Mayang membenamkan kepalanya di pundak Daud. Tangis tertumpah di sana. Sedangkan Daud tidak bereaksi. Seolah membiarkan Mayang melampiaskan tangisnya. Bersedia menyediakan sandaran yang kokoh bagi wanita spesialnya itu.

Mereka kembali lelap tertidur.

Beberapa jam kemudian, Mayang terbangun. Dia seperti tersentak saat merasakan tubuhnya di peluk oleh Daud. Mata Mayang membulat. Astaga, perasaan Mayang deh yang memeluk Daud, tapi kenapa sekarang malah Daud yang memeluknya.

Mayang hendak melepaskan pelukan Daud.

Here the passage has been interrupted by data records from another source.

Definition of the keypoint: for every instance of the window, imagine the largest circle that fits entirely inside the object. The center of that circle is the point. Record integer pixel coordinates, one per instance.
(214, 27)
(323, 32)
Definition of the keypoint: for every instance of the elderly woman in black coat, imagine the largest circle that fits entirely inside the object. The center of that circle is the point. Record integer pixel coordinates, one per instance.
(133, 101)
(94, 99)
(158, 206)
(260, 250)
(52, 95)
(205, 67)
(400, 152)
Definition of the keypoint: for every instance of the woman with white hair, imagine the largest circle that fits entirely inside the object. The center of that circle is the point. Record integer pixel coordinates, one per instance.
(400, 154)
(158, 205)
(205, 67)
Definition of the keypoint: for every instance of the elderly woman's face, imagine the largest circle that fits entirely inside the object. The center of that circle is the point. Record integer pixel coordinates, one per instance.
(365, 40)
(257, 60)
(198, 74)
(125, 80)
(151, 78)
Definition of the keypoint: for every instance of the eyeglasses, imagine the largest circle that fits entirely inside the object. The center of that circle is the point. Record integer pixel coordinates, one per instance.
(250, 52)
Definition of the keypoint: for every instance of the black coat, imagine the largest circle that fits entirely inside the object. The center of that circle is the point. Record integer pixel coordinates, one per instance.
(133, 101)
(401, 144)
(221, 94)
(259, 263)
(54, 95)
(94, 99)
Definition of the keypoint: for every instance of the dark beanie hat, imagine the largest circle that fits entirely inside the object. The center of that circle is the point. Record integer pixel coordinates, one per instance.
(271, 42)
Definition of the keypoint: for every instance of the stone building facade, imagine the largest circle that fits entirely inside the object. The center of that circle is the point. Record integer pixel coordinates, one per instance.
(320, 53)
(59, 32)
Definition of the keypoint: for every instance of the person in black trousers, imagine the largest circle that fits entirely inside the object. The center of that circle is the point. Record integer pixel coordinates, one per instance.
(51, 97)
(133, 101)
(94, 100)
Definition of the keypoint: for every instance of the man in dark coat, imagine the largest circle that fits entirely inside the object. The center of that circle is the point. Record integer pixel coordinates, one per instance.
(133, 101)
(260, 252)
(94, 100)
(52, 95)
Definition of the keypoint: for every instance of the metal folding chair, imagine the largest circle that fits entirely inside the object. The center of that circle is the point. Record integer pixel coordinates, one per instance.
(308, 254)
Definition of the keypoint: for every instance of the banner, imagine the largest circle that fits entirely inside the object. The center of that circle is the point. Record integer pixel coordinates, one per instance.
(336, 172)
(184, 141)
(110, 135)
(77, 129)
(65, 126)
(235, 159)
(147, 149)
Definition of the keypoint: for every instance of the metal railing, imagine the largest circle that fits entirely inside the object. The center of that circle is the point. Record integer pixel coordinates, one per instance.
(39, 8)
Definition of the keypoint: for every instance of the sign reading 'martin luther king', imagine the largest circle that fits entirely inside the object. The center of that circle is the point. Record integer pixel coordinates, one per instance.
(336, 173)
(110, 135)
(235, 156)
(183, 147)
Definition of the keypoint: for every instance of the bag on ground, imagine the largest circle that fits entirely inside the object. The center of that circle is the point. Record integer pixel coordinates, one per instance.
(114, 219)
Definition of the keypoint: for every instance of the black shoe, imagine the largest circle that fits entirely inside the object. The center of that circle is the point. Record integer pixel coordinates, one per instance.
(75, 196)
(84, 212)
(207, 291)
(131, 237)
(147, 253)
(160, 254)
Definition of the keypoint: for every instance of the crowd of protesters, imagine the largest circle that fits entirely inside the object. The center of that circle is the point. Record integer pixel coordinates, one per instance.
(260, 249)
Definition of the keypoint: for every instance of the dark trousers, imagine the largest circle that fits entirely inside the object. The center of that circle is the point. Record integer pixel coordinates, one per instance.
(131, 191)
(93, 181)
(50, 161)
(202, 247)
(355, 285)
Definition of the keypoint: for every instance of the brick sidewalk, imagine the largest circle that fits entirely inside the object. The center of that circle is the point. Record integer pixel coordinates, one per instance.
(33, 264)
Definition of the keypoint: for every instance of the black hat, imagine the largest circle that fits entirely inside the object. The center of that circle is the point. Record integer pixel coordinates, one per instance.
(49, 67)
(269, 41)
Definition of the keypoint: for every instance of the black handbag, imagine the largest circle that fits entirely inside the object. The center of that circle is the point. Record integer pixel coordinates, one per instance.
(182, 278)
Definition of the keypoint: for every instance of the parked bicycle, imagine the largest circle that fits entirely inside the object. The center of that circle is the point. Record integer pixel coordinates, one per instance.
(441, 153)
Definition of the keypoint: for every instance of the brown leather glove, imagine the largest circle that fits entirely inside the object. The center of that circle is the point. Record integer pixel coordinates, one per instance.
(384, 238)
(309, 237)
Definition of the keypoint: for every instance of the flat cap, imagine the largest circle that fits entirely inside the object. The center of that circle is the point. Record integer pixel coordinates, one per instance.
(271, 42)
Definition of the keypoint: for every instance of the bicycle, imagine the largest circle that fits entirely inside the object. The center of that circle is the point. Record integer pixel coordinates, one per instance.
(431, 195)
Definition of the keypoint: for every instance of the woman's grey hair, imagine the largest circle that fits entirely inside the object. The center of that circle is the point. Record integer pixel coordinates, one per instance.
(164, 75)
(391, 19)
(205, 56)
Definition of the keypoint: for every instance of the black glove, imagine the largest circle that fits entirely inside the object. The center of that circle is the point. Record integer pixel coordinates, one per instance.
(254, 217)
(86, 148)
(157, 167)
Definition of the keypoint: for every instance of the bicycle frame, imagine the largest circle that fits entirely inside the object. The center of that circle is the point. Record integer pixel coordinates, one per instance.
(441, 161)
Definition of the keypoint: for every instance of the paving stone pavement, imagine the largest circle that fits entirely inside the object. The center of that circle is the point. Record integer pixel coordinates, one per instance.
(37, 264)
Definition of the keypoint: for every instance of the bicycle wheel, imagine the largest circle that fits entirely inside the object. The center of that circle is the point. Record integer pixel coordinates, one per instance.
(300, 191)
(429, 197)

Tapi, pria itu seperti tidak rela Mayang lepas, sampai terasa pelukan yang semakin erat. Mayang bisa merasakan hawa dan hangatnya tubuh Daud. Nyaman sekali.

Namun, Mayang memaksa. Dia mendorong tubuh Daud sampai benar-benar pria itu berganti posisi menjadi telentang. Tubuhnya yang setengah telanjang itu terlihat bebas. Daud juga terlihat tidur masih nyenyak sekali.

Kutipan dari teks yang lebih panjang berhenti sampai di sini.